Around that time, Bostic said he saw the first rate cut happening in the fourth quarter of this year. As inflation kept moving closer to the Fed’s target, he pulled forward his expectations on cuts.
“If that were to continue, I’d be open to pulling it forward more,” Bostic said. But he added that he’d need to see more data to confirm “the things that we’re seeing today are not head fakes, but rather, are really enduring and robust and true to where the economy is.”
It could be months before he sees any kind of evidence that answers that question, he said.
“This isn’t a TikTok video or something like that where you get trends happening so fast. It takes a while for the decisions of individual decisions and millions of people to come together and to start to create trends,” he told CNN.
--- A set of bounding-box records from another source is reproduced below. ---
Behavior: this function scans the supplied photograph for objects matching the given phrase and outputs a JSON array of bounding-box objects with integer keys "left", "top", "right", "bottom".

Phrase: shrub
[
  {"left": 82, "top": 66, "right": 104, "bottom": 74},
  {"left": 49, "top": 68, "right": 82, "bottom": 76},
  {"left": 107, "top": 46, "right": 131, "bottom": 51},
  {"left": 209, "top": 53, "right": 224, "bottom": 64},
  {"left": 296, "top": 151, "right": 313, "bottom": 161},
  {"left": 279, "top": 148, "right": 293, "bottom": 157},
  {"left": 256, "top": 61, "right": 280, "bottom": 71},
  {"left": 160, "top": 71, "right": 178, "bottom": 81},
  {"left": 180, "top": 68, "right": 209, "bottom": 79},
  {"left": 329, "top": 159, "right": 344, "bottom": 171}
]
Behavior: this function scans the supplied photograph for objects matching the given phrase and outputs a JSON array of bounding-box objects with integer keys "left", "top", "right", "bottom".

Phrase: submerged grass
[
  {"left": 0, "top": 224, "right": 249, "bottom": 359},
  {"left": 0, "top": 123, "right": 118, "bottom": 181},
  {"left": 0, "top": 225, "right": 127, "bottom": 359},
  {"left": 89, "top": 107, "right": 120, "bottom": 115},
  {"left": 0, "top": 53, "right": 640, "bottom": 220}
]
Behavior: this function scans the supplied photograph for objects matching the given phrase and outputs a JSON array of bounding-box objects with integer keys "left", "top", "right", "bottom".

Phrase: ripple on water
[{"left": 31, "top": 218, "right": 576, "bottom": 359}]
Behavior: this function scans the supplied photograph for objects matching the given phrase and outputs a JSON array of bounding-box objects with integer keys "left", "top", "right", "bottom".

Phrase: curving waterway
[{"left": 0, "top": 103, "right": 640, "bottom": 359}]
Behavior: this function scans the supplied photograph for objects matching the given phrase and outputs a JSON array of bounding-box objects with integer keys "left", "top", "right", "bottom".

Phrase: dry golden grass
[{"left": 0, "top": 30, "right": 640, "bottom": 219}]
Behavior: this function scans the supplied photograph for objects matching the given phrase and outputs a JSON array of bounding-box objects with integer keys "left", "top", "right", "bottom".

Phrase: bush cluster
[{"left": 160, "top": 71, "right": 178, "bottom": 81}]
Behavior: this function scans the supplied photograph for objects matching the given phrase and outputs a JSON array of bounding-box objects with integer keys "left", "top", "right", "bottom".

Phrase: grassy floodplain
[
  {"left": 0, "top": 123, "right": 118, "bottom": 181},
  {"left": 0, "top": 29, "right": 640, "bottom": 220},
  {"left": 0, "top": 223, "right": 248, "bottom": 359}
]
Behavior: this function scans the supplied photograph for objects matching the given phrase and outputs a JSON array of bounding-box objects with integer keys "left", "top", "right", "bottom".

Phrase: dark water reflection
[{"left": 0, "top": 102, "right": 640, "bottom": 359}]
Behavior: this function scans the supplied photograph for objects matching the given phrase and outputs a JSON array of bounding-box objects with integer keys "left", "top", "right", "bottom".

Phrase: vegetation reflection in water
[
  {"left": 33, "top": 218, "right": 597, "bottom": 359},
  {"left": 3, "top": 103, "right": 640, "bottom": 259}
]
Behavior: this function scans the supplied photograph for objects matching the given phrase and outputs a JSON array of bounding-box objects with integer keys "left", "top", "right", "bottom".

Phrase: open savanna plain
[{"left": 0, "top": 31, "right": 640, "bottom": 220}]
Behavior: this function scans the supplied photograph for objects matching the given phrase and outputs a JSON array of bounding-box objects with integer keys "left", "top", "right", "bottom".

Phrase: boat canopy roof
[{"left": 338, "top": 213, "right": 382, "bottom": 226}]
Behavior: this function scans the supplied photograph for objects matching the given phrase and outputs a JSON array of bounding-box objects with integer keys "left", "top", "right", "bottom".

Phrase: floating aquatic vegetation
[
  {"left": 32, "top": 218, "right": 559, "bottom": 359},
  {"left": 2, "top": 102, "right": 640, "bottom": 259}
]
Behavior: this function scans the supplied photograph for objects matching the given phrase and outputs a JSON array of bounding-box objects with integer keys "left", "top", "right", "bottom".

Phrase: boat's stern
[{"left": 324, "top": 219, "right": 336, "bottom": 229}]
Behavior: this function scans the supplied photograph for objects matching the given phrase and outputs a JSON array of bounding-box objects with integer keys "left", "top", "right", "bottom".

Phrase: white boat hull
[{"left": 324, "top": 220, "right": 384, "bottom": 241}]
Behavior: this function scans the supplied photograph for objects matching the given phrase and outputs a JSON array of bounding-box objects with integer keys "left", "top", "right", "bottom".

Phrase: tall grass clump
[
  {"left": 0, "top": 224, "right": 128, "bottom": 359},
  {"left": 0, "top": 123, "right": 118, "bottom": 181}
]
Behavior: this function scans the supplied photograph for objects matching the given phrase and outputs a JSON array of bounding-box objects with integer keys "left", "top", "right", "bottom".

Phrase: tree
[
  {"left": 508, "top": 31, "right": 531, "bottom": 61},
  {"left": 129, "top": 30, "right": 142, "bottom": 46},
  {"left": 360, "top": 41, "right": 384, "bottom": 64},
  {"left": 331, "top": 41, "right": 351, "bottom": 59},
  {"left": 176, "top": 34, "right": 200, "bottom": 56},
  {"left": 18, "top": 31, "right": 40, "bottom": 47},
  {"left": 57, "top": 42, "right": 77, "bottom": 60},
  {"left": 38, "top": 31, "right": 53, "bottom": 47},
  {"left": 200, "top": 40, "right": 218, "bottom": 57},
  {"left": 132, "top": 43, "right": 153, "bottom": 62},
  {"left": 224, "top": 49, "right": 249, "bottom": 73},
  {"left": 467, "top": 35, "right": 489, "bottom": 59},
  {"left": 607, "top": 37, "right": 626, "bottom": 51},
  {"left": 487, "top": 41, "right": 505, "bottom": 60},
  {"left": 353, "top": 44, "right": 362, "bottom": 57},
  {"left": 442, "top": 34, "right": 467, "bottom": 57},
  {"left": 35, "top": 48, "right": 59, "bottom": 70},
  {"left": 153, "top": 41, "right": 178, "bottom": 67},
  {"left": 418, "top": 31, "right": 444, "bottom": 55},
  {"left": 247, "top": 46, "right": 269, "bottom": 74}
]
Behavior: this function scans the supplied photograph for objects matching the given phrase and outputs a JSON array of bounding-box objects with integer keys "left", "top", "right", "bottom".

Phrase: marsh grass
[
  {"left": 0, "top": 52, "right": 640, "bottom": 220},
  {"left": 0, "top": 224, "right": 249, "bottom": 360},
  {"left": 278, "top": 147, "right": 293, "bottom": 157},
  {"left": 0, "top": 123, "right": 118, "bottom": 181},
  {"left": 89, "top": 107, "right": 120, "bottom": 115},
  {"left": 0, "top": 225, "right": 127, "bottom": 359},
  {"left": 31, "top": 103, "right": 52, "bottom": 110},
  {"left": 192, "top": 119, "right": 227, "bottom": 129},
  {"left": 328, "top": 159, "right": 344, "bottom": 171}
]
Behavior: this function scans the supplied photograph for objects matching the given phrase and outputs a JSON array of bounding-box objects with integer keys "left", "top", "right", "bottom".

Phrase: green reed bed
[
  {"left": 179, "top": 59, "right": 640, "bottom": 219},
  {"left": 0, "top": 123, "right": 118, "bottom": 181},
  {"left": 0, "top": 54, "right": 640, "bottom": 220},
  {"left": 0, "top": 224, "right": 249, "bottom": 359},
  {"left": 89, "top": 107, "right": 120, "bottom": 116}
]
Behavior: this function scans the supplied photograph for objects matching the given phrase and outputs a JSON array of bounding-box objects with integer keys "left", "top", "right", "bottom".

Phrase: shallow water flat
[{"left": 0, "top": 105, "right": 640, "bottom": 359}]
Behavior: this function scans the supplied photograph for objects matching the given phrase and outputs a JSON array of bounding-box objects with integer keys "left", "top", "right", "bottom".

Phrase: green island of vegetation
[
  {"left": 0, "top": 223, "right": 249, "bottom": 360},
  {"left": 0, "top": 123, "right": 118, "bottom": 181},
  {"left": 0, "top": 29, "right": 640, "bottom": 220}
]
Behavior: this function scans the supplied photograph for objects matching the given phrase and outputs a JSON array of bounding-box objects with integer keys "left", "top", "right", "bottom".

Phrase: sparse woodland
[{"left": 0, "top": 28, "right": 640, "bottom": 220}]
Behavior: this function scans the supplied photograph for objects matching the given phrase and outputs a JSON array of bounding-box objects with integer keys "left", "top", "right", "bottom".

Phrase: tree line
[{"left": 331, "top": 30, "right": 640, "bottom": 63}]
At the same time, there’s a significant risk if the Fed leaves interest rates where they currently are for too long because if inflation were to cool even more, that could end up keeping the economy on too tight a leash.
Bostic’s latest comments come ahead of the first inflation report of 2024 that is due Tuesday morning at 8:30 am ET. US consumer prices rose 3.4% annually to close out 2023, capping a year of substantial progress.
Economists expect the annual overall inflation rate measured by the Consumer Price Index to fall to 2.9% from December’s headline reading, according to FactSet consensus estimates. But stripping away food and energy prices, so-called core inflation is expected to cool much slower to 3.7% last month from 3.9% in December.
Bostic is getting reassurance that the Fed is on the right track from conversations he’s had with business owners and people living in his district, which includes Alabama, Florida and Georgia and portions of Louisiana, Mississippi and Tennessee.
“I’ve been surprised at how comfortable people are with where we are right now and they see a brighter day coming forward.” But he’s keenly aware that high prices are taking a toll on people.
Fed officials like himself, he said, “live the economy too.”
“I have to go to the grocery store like everybody else. I buy gas like everybody else,” Bostic said. “We are not in an ivory tower abstractly thinking about things.”